« Pour les ancêtres germains, la liberté consistait à rester Allemands, conduire leurs affaires en toute indépendance, conformément à leur esprit originel, progresser dans leur propre culture d’après ces mêmes principes et transmettre cette autonomie à leur postérité ; quant à l’esclavage, c’était pour eux l’acceptation de toutes les belles choses que les Romains leur offraient, acceptation signifiait esclavage parce qu’ils auraient cessé d’être toutr à fait Allemands, pour devenir à moitié Romains. Il allait donc de soi, pensaient-ils, qu’il valait mieux mourir que d’en être réduits là, et qu’un vrai Allemand ne peut vivre que pour rester allemand et transmettre à ses descendants le même désir.

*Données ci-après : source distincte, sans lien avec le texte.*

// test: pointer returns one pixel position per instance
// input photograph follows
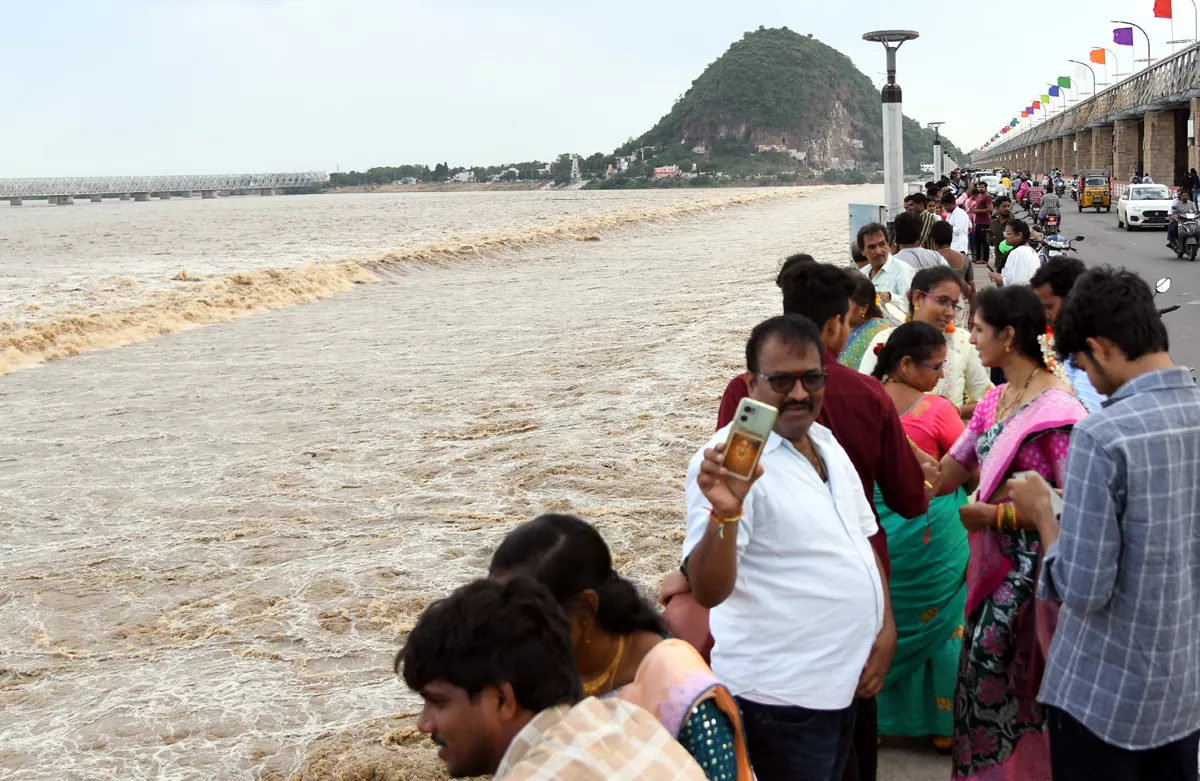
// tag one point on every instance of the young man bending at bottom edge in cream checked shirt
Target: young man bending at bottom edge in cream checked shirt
(502, 694)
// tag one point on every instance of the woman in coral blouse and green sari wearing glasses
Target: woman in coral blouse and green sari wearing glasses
(929, 555)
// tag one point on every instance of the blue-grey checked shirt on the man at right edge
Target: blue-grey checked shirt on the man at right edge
(1125, 660)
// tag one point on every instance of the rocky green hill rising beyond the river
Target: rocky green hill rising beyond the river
(776, 87)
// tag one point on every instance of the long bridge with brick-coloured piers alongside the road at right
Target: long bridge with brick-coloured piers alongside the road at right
(1145, 124)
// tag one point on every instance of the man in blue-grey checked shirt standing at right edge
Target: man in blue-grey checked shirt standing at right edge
(1123, 681)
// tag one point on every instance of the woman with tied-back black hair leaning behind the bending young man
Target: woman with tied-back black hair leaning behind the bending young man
(621, 645)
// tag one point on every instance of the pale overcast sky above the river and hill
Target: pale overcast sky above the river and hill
(183, 87)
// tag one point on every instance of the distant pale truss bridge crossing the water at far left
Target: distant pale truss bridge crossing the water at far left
(64, 190)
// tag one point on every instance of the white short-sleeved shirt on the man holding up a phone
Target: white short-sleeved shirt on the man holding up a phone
(808, 600)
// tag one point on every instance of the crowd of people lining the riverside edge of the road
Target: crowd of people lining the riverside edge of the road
(1009, 569)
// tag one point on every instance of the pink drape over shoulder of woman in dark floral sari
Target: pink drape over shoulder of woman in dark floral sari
(989, 566)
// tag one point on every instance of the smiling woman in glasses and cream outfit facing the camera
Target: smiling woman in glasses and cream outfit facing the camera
(934, 299)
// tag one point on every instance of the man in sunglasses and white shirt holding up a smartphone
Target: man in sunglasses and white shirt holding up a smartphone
(800, 611)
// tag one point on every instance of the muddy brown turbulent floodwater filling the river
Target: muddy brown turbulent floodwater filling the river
(213, 543)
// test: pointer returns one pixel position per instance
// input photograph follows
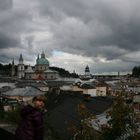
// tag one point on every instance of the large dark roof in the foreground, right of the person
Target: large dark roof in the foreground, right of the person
(62, 112)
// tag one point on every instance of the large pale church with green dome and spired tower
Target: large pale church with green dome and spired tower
(40, 71)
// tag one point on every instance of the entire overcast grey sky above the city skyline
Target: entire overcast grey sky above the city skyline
(103, 34)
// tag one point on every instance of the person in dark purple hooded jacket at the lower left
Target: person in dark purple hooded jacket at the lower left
(31, 125)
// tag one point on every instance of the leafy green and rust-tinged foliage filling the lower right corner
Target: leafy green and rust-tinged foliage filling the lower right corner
(123, 121)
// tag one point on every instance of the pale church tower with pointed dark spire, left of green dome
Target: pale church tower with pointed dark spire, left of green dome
(21, 68)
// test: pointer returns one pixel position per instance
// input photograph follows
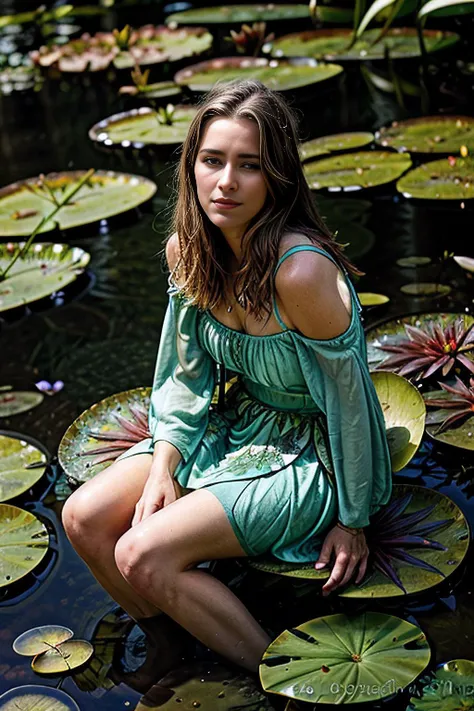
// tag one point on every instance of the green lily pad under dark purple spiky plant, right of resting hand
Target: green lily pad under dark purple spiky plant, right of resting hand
(443, 522)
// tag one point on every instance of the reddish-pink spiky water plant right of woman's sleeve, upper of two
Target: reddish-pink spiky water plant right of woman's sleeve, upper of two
(429, 349)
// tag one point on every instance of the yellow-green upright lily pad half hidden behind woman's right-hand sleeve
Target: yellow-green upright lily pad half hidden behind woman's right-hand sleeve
(404, 413)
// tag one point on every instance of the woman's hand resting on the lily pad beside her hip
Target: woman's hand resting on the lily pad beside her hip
(349, 552)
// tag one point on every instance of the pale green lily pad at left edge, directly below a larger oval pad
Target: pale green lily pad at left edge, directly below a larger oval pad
(44, 269)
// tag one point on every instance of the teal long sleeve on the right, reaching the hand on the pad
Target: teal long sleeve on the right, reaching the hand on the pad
(338, 380)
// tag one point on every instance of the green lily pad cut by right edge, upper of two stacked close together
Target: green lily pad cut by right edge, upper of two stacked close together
(429, 134)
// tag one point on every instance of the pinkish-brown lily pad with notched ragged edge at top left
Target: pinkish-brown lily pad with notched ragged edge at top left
(146, 46)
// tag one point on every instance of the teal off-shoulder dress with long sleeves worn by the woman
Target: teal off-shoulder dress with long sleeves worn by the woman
(299, 440)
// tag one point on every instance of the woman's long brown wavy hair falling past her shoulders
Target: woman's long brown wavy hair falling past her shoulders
(289, 205)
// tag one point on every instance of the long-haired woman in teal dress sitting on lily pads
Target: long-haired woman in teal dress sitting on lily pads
(295, 459)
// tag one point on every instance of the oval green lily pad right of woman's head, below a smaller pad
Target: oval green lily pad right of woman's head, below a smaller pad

(…) C’est à eux, à leur langue et à leur manière de penser que nous sommes redevables, nous, les plus directs héritiers de leur sol, d’être encore des Allemands (…) C’est à eux que nous sommes redevables de tout notre passé national et, s’il n’en est pas fini de nous, tant qu’il restera dans nos veines une dernière goutte de leur sang, c’est à eux que nous devrons tout ce que nous serons à l’avenir. »

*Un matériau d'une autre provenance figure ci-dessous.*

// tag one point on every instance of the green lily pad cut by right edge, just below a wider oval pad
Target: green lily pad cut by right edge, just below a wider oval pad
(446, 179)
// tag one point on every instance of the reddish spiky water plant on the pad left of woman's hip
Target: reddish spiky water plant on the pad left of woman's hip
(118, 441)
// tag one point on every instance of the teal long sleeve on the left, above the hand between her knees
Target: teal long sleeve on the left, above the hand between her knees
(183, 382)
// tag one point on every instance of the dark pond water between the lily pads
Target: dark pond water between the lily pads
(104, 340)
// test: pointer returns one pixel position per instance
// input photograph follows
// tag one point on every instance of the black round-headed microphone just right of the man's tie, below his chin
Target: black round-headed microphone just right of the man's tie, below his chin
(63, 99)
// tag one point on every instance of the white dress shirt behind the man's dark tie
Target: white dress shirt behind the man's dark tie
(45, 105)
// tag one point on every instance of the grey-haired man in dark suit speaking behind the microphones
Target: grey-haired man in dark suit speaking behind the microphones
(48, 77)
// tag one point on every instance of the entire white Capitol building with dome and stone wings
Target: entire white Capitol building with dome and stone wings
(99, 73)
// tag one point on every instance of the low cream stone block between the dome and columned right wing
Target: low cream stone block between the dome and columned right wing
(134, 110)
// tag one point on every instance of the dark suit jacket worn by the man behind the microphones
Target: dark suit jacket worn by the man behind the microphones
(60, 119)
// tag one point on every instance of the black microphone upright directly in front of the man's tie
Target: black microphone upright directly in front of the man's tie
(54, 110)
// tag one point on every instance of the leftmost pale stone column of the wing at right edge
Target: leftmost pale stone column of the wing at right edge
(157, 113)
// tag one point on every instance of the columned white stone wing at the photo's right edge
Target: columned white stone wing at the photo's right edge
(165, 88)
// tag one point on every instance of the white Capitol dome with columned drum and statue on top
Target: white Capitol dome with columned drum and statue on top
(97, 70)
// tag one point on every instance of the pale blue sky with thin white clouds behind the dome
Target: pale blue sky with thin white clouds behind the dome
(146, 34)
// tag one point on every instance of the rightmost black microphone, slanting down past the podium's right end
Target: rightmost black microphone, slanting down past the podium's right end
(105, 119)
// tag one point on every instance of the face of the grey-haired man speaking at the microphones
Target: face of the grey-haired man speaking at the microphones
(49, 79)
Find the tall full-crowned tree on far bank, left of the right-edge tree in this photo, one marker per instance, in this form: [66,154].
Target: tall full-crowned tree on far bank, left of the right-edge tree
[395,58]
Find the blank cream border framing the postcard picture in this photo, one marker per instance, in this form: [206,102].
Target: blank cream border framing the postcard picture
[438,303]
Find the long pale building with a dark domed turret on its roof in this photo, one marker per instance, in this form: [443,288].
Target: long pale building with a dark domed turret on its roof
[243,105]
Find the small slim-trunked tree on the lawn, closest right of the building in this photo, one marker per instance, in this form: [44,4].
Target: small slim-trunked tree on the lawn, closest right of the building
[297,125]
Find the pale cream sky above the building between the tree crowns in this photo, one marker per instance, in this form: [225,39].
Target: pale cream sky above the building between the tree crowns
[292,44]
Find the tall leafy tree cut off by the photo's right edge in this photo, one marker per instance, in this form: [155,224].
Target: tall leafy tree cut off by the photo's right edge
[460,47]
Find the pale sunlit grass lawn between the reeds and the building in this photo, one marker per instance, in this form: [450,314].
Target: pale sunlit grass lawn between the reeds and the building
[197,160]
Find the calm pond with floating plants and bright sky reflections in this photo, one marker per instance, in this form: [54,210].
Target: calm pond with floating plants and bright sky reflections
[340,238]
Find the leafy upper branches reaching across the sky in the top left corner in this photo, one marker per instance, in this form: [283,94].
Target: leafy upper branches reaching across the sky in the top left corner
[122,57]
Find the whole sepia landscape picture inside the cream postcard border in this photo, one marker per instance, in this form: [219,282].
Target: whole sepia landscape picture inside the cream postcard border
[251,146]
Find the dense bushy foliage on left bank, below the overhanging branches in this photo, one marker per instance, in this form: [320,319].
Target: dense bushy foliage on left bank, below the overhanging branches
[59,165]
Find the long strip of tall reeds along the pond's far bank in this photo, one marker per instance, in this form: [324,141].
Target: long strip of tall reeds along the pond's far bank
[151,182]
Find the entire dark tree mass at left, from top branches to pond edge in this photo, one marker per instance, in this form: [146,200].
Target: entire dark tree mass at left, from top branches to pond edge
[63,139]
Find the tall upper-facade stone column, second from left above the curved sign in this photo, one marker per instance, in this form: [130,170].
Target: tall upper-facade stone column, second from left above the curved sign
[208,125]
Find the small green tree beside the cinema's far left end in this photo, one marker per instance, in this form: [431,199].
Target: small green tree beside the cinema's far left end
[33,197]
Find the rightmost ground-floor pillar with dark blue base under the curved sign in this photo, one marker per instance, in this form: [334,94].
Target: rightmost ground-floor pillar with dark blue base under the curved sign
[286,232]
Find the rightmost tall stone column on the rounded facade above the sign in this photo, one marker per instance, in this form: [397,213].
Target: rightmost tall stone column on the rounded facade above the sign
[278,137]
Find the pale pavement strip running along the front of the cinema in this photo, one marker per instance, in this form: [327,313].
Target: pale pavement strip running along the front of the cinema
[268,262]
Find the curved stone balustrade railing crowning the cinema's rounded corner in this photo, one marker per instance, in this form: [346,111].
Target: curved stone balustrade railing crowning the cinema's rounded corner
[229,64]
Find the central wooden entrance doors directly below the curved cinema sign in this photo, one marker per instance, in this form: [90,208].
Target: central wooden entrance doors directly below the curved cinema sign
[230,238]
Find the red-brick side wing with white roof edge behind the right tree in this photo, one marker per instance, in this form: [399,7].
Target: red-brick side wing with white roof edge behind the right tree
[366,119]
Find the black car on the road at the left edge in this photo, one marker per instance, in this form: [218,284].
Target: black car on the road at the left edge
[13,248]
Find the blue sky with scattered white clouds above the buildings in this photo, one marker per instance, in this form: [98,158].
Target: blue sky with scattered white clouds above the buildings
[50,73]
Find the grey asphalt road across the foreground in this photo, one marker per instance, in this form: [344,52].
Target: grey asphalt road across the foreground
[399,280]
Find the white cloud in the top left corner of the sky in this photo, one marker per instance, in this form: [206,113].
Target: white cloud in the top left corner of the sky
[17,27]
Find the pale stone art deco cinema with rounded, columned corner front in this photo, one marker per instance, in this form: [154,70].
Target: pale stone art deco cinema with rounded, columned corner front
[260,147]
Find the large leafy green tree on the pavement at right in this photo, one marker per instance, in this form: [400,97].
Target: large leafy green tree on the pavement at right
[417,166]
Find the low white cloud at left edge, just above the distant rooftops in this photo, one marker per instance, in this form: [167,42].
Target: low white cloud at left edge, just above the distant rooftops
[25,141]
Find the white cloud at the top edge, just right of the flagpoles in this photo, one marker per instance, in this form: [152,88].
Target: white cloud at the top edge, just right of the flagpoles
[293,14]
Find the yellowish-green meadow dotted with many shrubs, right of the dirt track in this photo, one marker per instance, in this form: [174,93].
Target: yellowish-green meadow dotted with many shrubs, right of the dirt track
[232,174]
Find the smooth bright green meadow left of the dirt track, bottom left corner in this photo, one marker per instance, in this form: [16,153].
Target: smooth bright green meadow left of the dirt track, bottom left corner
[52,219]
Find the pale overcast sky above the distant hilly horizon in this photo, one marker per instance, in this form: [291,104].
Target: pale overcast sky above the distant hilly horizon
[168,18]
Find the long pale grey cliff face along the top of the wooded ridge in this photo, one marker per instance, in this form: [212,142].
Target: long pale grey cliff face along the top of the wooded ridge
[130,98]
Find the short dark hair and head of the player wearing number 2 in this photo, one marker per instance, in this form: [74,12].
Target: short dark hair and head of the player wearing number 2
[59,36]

Fichte, Discours à la nation allemande, 1807-1808, 8e discours.

Le génie allemand

« Le génie étranger éparpillera des fleurs dans les sentiers battus et tissera un gentil manteau à la sagesse de la vie qu’il prendra volontiers pour de la philosophie ; l’esprit allemand au contraire ouvrira de nouvelles mines ; il fera pénétrer la lumière et le jour dans les abîmes et fera sauter d’énormes masses de pensées dont les âges futurs se serviront pour construire des demeures. Le génie étranger sera l’abeille qui, adroite et industrieuse, butine le miel… Mais l’esprit allemand sera l’aigle, qui d’une aile puissante, enlève son corps pesant, et, d’un vol vigoureux et longuement exercé, monte de plus en plus haut pour se rapprocher du soleil dont la contemplation l’enchante. »

Fichte, Discours à la nation allemande, 1807-1808, 8e discours.